Marketed as an alternative and more holistic approach to contraception than the pill, the app, which costs £40 to download and comes with a small thermometer, requires a woman to track and record her body temperature on a daily basis.  During the course of a woman’s menstrual cycle, her temperature will increase while she is ovulating due to higher levels of progesterone. Implementing this data into an algorithm, Natural Cycles then tracks the user’s body temperature to accurately predict which stage she is at in her cycle and when protection should be used to prevent a pregnancy. Days when it’s ‘okay’ to have unprotected sex are marked as green on its calendar, but if it shows as red, couples are advised to use an extra form of protection.

A reported 125,000 British women used the app as a mode of contraception in 2017, where it was found to be 99% effective under ‘perfect use’ and 93% under ‘typical’ use. According to the app’s founders, the typical user is a 30-year-old woman in an established relationship with a stable partner.

However, Natural Cycles has received unprecedented attention in recent weeks due to its association with unwanted pregnancies. The Södersjukhuset hospital in Stockholm has registered a complaint with the Swedish Medical Products Agency, stating that hospital staff had recorded a number of 37 unwanted pregnancies after using the app in the latter half of 2017, stemming from a study of over 600 women who sought abortions at the hospital from September 2017 until the end of the year.

In a statement, Natural Cycles said: “No contraception is 100 per cent and unwanted pregnancies are an unfortunate risk with any contraception.

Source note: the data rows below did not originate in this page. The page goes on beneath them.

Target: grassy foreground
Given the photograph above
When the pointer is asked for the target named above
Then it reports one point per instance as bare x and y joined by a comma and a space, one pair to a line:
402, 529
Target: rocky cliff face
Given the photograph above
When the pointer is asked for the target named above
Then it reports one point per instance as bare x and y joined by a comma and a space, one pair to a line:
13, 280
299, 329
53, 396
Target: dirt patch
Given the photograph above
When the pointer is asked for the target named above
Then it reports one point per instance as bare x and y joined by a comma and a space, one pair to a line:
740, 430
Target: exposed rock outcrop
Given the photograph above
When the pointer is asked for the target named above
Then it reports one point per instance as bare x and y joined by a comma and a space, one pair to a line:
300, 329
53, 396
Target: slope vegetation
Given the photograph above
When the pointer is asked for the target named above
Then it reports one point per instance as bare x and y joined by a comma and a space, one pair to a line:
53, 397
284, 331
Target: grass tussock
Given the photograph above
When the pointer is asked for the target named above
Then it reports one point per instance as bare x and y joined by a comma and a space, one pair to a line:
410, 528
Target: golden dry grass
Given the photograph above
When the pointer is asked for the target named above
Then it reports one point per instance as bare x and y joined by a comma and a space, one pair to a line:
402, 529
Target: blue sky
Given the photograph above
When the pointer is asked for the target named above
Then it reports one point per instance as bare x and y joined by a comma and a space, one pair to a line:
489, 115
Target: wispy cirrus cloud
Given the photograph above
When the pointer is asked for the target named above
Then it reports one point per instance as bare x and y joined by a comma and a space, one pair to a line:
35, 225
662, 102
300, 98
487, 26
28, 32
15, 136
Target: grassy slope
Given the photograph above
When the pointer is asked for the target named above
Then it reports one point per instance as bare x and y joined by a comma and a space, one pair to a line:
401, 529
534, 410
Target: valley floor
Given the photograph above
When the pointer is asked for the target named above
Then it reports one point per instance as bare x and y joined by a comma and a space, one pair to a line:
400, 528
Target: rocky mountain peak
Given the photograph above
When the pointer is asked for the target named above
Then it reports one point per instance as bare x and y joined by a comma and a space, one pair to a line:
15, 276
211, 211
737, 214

“To have 37 unwanted pregnancies out of the 668 mentioned in this study means that 5,5 percent of women who stated they used Natural Cycles also had an unwanted pregnancy. This is in line with what we communicate as the risk of unwanted pregnancy with typical use, and which is comparable to other types of contraception.”

Perhaps, then, what we can take away from the case of Natural Cycles is that women are keen to move away from traditional forms of hormonal contraception. However, despite our ever-advancing levels of technology, perhaps medicinal methods are the most effective way of preventing or planning a pregnancy.